CDU und CSU einigen sich auf getarnte "Obergrenze"

Vor den Verhandlungen über eine sogenannte „Jamaika“-Koalition steckten die Schwesterparteien CDU und CSU gestern in Berlin ihre gemeinsamen Positionen ab.

Von Landesleitung NRW der MLPD

Ihr schlechtestes Ergebnis seit 1949 dient als Vorwand, den Rechtsruck der künftigen Regierung noch weiter zu treiben. Was der bayrische CSU-Chef Horst Seehofer und die CDU-Vorsitzende Angela Merkel nun ausgehandelt haben, bedeutet eine weitere Abschottung vor Flüchtlingen und zugleich eine „Steuerung“ der Zuwanderung im Sinne der internationalen Monopole.

 

Den rechten Einpeitscher gibt neben der CSU auch die Junge Union, die in ihrer „Dresdner Erklärung“ von CDU und CSU fordert, „klarer als bisher“ das konservative Profil zu schärfen, vor allem in der Flüchtlingspolitik.

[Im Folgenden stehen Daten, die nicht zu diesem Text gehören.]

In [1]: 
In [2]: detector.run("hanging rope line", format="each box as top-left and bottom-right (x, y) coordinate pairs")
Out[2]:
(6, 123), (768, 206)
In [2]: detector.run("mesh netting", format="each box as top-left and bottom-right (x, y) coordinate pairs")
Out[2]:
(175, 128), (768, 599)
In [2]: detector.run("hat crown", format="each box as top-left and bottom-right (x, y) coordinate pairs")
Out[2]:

"Obergrenze" plus reaktionärer Forderungskatalog

Pro forma erwähnen nun Merkel und Seehofer weder den Begriff einer "Obergrenze" noch dann fällige Zurückweisungen an den Grenzen. Aber genau darum - und noch um viel mehr - geht es:

  • „Die Gesamtzahl der Aufnahmen aus humanitären Gründen (Flüchtlinge und Asylbeweber, subsidiär Geschützte, Familiennachzug, Relocation und Resettlement, abzüglich Rückführungen und freiwillige Ausreisen künftiger Flüchtlinge)" soll die Zahl von "200.000 Menschen im Jahr“ nicht übersteigen. Diese schwammige Formulierung macht sogar die Absenkung der Flüchtlingsaufnahme möglich.

 

  • Ein „Fachkräfte–Zuwanderungsgesetz“ soll die Einwanderung in den Arbeitsmarkt steuern.

 

  • Ankommende Asylbewerber sollen in „Entscheidungs- und Rückführungszentren“ regelrecht kaserniert werden, isoliert von der Bevölkerung und bei erschwertem Zugang zu Rechtsmitteln.

 

  •  Die Liste sogenannter „sicherer Herkunftsländer“ für Abschiebungen wird erweitert.